Duplicate Record Exception Configuration View
Define the match score thresholds and configure where the Duplicate Record Exception transformation writes the different types output data.
The following figure shows the properties that you can configure:
You can configure the following properties:
- Lower Threshold
- The lower limit for the duplicate record score range. The transformation processes records with match scores less than this value as unique records. The lower threshold value is a number from 0 to 1.
- Upper Threshold
- The upper limit for the duplicate record score range. The transformation processes records with match scores greater than or equal to the upper threshold as duplicate records. The upper threshold value is a number greater than the lower threshold number.
- Automatic Consolidation
- Clusters in which all records have match scores greater than the upper threshold. Automatic consolidation clusters do not require review. The records are duplicate. You can use the Consolidation transformation to combine the records. By default, the Duplicate Record Exception transformation writes automatic consolidation clusters to standard output ports.
- Manual Consolidation
- Clusters in which all records have match scores greater than or equal to the lower threshold and at least one record has a match score less than the upper threshold. You must perform a manual review of the clusters to determine if they contain duplicate records.

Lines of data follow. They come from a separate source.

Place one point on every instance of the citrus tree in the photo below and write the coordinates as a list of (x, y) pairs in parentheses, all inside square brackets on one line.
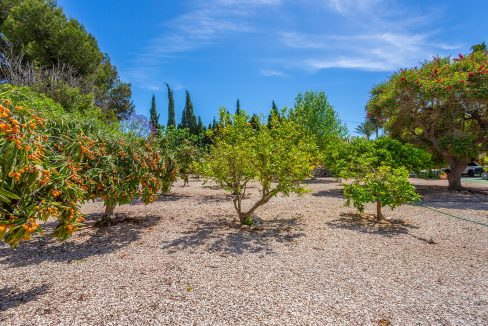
[(441, 105), (384, 186), (277, 158), (379, 170), (36, 181)]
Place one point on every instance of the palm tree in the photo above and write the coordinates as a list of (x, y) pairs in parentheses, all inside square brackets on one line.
[(366, 129)]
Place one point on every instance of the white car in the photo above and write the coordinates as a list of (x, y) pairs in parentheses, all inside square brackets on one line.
[(472, 169)]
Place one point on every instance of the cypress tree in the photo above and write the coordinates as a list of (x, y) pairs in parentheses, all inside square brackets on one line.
[(255, 123), (188, 115), (274, 112), (200, 127), (238, 107), (171, 107), (154, 116)]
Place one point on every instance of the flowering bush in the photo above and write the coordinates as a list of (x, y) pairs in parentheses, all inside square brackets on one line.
[(36, 181)]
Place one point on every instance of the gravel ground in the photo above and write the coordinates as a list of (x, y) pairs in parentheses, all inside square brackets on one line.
[(181, 260)]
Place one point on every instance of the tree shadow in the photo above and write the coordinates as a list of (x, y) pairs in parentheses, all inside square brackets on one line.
[(332, 193), (226, 237), (369, 225), (439, 197), (11, 298), (171, 197), (87, 242)]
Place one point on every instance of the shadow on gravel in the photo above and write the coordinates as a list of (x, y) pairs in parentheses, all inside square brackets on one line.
[(171, 197), (10, 297), (439, 197), (332, 193), (225, 237), (320, 181), (88, 242), (368, 224)]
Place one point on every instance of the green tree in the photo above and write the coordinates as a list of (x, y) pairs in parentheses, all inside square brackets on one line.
[(379, 170), (154, 117), (188, 119), (277, 158), (275, 113), (200, 127), (315, 114), (171, 107), (365, 129), (39, 32), (440, 105), (255, 122), (384, 186)]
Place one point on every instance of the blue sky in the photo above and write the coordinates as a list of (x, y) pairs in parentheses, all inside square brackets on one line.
[(264, 50)]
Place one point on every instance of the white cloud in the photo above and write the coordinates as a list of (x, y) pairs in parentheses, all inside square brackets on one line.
[(271, 73), (376, 37), (346, 6)]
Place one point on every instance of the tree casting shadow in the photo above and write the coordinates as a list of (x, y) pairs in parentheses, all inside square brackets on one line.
[(84, 244), (225, 237), (439, 197), (369, 225), (10, 297), (332, 193)]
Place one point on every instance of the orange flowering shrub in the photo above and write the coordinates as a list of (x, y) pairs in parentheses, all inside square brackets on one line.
[(36, 181), (121, 170)]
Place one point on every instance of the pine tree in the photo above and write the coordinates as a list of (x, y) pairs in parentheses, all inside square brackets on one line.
[(238, 107), (154, 117), (171, 107)]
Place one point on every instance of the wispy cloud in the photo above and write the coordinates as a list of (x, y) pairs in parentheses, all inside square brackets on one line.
[(375, 38), (272, 73), (204, 24), (346, 6)]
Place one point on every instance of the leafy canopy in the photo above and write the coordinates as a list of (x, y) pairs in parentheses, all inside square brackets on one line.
[(277, 158)]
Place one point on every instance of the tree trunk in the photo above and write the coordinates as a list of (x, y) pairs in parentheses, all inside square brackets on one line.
[(246, 219), (109, 210), (454, 177), (379, 215)]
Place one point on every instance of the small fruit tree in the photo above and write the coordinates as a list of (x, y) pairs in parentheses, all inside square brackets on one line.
[(379, 170), (36, 182), (277, 158)]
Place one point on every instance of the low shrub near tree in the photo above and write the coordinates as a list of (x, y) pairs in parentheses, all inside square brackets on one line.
[(277, 158), (52, 161), (36, 181)]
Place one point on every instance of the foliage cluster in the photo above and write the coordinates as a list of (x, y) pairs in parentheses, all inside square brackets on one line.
[(278, 158)]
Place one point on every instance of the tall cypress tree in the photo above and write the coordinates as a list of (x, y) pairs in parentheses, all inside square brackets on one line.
[(254, 121), (154, 116), (171, 107), (274, 112), (200, 127), (189, 116), (238, 107)]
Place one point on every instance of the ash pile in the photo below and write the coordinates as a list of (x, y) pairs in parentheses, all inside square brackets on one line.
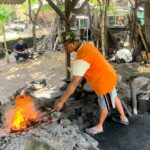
[(55, 132)]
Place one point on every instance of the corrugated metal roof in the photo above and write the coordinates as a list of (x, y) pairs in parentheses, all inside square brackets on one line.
[(12, 2), (143, 1)]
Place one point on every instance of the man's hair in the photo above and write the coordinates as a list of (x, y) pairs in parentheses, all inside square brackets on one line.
[(69, 36)]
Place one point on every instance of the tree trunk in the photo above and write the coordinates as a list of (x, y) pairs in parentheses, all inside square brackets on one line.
[(5, 46), (147, 23), (34, 37)]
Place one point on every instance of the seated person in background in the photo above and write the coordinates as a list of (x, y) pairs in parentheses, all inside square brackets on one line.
[(21, 50)]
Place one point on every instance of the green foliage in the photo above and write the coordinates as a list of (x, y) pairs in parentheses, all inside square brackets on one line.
[(46, 7), (4, 17)]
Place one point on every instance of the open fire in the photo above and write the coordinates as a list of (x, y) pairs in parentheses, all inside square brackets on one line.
[(23, 115)]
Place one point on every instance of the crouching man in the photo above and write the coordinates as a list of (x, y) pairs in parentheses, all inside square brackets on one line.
[(21, 50), (99, 74)]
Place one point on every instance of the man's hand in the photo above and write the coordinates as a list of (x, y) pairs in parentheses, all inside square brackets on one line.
[(69, 91), (58, 105)]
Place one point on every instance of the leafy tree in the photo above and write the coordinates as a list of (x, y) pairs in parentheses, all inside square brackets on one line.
[(4, 17), (64, 8)]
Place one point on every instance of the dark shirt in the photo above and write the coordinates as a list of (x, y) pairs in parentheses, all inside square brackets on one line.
[(21, 47)]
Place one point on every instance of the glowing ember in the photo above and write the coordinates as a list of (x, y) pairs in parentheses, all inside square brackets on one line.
[(23, 114)]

By default, the Duplicate Record Exception transformation writes manual consolidation records to the duplicate record table.
- Unique Consolidation
- Clusters with a cluster size equal to one or clusters in which any record has a match score less than the lower threshold. Unique record clusters are not duplicates. By default, the Duplicate Record Exception transformation does not write unique records to an output table.
- Standard Output
- The types of records that the transformation writes to the standard output ports.
- Default is automatic consolidation records.
- Duplicate Record Table
- The types of record that the transformation writes to the duplicate record output ports. Default is manual consolidation records.
- Create separate output group for unique records
- Creates a separate output group for unique records. If you do not create a separate table for the unique records, you can configure the transformation to write the unique records to one of the other groups. Or, you can skip writing unique records to an output table. Default is disabled.
- Generate duplicate record table
- Creates a database object to contain the duplicate record cluster data. When you select this option, the Developer tool creates the database object. The Developer tool adds the object to the Model repository, adds an instance of the object to the mapping canvas, and links the ports to the object.
Generating a Duplicate Records Table
You can generate a Duplicate Records table from a Duplicate Record Exception transformation instance in a mapping.
1. In the Configuration view, click Generate Duplicate Records table to generate the table.
The Create Relational Data Object dialog box appears.
2. Browse for and select a connection to the database to contain the table.
3. Enter a name for the Duplicate Records table in the database.
4. Enter a name for the Duplicate Records table object in the Model repository.
5. Click Finish.
The Developer tool adds the new table to the mapping canvas.